Family Matters: Why Our Choices Determine Our Economic Prosperity
“Family policy may hold the keys to unlocking the growth and dynamism which Western policymakers have been searching for… If we want prosperity, we could start by rebuilding the family.”
In this paper, Philip Pilkington outlines the case for why “strong, stable families” not only underpin a healthy social fabric, but are vital to ensuring long-run prosperity. The paper looks at the role that restoring the family may have to play in reigniting economic growth, as well as analysing the relationship between spiralling public spending and family breakdown.
Summary of Research Paper
“Strong, stable families” are vital to a healthy society. In purely economic terms, family policy may hold the keys to unlocking long-term growth and prosperity.
Models for measuring economic growth have long neglected the significance of growth in the employed population. For too long the focus has been on productivity, instead of labour force participation and demographic trends.
Original modelling conducted for this paper shows how demographic and labour force trajectories impact economic growth. The United Kingdom, for example, has averaged 1.5% lower growth than the United States historically, because of demographic and labour force trends, not a productivity growth gap.
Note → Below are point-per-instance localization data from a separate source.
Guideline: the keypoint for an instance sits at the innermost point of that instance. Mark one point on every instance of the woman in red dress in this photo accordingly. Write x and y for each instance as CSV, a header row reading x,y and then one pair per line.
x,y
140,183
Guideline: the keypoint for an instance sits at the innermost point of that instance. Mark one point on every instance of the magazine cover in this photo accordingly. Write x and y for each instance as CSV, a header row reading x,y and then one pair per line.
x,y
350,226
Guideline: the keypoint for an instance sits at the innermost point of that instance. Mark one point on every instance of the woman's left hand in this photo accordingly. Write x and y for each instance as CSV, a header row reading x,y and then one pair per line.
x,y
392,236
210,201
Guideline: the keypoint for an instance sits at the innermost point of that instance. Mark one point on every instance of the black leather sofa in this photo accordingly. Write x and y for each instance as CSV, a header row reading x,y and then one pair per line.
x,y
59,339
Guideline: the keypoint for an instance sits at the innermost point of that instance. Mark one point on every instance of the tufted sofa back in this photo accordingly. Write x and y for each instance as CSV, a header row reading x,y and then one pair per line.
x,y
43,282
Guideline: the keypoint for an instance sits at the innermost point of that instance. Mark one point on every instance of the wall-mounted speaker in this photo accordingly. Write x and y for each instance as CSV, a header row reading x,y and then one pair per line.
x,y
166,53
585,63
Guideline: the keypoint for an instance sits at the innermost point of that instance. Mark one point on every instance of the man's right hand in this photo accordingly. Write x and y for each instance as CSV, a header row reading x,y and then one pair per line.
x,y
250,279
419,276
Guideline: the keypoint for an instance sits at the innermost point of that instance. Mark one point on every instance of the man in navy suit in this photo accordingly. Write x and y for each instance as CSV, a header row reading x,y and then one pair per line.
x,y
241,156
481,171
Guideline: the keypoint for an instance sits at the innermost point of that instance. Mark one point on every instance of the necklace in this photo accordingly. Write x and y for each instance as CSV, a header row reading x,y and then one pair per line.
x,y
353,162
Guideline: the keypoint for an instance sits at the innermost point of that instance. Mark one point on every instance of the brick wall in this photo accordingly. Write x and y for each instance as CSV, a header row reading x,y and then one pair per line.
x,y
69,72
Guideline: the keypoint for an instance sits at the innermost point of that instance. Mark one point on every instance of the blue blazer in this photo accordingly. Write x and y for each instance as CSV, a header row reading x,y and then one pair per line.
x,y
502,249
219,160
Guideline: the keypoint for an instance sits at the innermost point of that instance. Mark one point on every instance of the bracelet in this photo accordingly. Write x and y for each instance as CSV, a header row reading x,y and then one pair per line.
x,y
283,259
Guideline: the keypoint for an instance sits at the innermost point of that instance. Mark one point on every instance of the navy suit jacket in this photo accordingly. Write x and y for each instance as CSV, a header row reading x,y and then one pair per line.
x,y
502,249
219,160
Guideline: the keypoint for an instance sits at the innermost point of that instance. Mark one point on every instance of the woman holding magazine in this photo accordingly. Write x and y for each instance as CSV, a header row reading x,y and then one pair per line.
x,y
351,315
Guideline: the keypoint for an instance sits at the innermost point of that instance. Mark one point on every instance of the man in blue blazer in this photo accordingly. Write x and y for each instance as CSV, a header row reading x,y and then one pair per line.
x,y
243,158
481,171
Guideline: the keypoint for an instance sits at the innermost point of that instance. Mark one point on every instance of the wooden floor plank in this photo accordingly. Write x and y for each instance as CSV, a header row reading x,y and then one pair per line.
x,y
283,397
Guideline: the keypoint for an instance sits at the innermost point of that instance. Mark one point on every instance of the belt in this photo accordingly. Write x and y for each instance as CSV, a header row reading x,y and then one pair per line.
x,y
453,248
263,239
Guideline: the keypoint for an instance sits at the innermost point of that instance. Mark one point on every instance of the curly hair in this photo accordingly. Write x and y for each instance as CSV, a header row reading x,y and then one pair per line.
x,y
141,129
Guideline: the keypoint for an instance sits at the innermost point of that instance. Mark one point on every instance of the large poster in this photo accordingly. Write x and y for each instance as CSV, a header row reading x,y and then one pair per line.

This situation looks likely to worsen. The factors influencing these trends—low fertility rates, mental health issues, drug abuse, or criminality—are all deeply tied to family breakdown. That is why restoring stable family formation is a hidden key to unlocking long-run economic growth.
Our national deficits are a symptom of social malaise. Family breakdown is driving spiralling public debt. Evidence reviewed in this paper provides an overview of a variety of costs to the state, from social care to mental health to crime—and shows that the family touches every area of policy.
Across the West, health and social care spending is escalating. A large contributing factor is the increasing spending on institutional care, for both the elderly and children. In Australia, the Government spent $7 billion more on social care for the elderly in 2022-2023 than it did in 2018-2019. Meanwhile, the total number of children in the state care system in the United Kingdom has grown by 28% since 2011.
Data on welfare spending (excluding family transfer payments) in the United Kingdom indicates that if single parents were instead married, this would lead to a reduction in welfare spending of around 19.3%, translating to savings of 0.9% of GDP, or £23 billion, annually. In other words, half the United Kingdom’s defence budget. In the last five years in the United Kingdom, welfare claims for those “not searching for work” rose by 550%—a 3.3 times larger increase than claimants “searching for work”—reflecting a remarkable rise in labour nonparticipation. Playing this scenario forwards, the data becomes increasingly stark: the British welfare budget under Universal Credit is set to grow by 80% between now and 2030.
Crime also costs the taxpayer money. A recent study shows that 24% of adult prisoners have been in care in the United Kingdom, while only around 0.6% of children will have been in care.
The wealth of a nation is in the health of its families and communities.
While government can provide a sticking plaster for society’s challenges, it will only do so at the point of crisis. A strong social fabric creates long-term resilience. Family and friends are those who provide the best care for a loved one. It is no longer sustainable to pass responsibility for all our problems to the state.
The family touches everything from birthrates through to the basics of social flourishing which, in turn, have profound ramifications for the health of our economies and the burden of government spending. Stabilising family formation will have a profound impact on health and social care, welfare and crime rates, with positive knock-on consequences for the sustainability of government budgets and public safety expenditure.
Restore the family and you restore prosperity. It is time to reframe how we think about economic growth and realise that there is more to it than productivity. It is time to recognise the importance of a productively employed population and how it is driven by labour force participation and population growth. If we are to see an uptick in our demographic trends and a reversal of the downward trajectory in labour force participation, we must restore the family.